J) Accordingly, in terms of Condition xxiii, the issue of consent of the Gram Sabhas is still open for scrutiny under Section 2 of the 1980 Act by the appropriate authority constituted by the Central Government. It has been clearly conveyed by the communication dated 12th of April 2018 that there shall be no transfer of forest land to the User Agency till formal orders approving the diversion of forest land are issued by the Central Government. In the above view of the matter this Court finds substance in the argument of the State appellants that the writ petition is premature, although at the same time this Court does appreciate that compliance of the terms of the 2006 Act pertaining to rights of Scheduled Tribes and Other Traditional Forest Dwellers is an issue which requires scrutiny at the appropriate level.
K) This Court is now also required to notice certain supplementary but important facts.
That it is the second Project of its type in the Purulia region named as the Turga Pumped Storage Scheme. The previous project by the name of Purulia Pumped Storage Scheme is already operational. The Geological Survey of India had conducted feasibility studies in 1978- 1979.
That the Project is suitable for the terrain from the technical point of view.
That the Project is likely to generate permanent/ regular employment for 169 persons and temporary employment for 1890000 persons.
That the Project area also comprises of an Elephant corridor for a herd of around 14 wild elephants. However, the Project work involves minimum to nil displacement of humans, fauna and flora.(Source: Site Inspection Report of the Conservator of Forests (Central); (Pages 224-229 of the State’ Paper Book).

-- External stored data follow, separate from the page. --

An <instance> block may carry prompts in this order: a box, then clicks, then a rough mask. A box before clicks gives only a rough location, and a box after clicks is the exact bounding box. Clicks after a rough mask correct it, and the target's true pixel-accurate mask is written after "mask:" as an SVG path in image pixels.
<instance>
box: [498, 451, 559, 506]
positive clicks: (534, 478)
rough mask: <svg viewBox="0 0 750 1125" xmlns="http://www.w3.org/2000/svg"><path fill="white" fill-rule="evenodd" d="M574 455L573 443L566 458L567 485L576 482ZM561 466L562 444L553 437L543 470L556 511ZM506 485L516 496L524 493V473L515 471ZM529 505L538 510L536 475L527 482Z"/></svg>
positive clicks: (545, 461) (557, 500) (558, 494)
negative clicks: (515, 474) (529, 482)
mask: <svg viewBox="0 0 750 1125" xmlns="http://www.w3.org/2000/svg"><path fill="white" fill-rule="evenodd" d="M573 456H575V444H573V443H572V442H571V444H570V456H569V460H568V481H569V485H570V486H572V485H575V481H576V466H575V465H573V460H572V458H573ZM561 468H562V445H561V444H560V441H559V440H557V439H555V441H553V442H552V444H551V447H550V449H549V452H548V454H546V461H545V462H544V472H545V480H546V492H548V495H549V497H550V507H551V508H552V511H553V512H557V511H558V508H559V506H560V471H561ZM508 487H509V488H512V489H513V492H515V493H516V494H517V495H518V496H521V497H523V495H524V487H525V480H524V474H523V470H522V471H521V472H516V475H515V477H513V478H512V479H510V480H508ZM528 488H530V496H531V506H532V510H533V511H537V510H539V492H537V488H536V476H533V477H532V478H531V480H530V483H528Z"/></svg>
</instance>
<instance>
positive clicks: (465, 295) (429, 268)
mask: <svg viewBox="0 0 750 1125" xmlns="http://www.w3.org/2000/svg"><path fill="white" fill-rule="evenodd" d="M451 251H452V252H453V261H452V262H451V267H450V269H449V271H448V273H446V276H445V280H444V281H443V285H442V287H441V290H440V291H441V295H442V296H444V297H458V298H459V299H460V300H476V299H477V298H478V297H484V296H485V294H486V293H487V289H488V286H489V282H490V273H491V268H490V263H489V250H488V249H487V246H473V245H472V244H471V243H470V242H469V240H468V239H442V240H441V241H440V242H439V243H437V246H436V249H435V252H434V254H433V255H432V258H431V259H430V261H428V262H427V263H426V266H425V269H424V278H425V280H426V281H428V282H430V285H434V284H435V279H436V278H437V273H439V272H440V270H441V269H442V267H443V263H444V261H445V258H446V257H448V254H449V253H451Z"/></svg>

It would be not without significance to notice that the above topographical, social, economic and natural facts stood uncontroverted at the hearing.
For the reasons as already stated above in this Judgement and Order, this Court is not persuaded to agree with the finding of the Hon’ble Single Bench that the consultative mechanism involving Gram Sabhas under the 2006 Act read with its 2008 Rules has been absolutely subverted.
20. This Court finds that the consultative mechanism performed and placed by the State requires to be tested at the appropriate level whether reflective of the consent of the minimum required adult members, including women, in villages covered by the said Project area.
21. For the above reasons, the Judgement and Order of the Hon’ble Single Bench dated 2nd July, 2019 directing the process of settlement to be executed afresh stands set aside.
22. The issue of settlement of rights as recommended by the State shall be now examined at the appropriate level by the Central Government in consonance with the requirement of Condition xxiii of the letter dated 12th April 2018. The writ petitioners, or their authorized representative, shall also be entitled to place their presentation before the Central Government, upon being put to prior notice. Needless to add, the other Conditions set forth in the letter dated 12th April, 2018 shall also be examined in accordance with law.
23. M.A.T. 1156 of 2019 with CAN 1 of 2019(Old No. CAN 9607 of 2019),CAN 2 of 2019(Old No. CAN 10307 of 2019), CAN 3 of 2020 and M.A.T. 1396 of 2019 with CAN 1 of 2019(Old No. CAN 10259 OF 2019), CAN 2 of 2019(Old No. CAN 10262 OF 2019) stand accordingly disposed of. Parties shall be entitled to act on the basis of a server copy of this Judgement and Order placed on the official website of the Court.
24. Urgent Xerox certified photocopies of this judgment, if applied for, be given to the parties upon compliance of the requisite formalities I agree.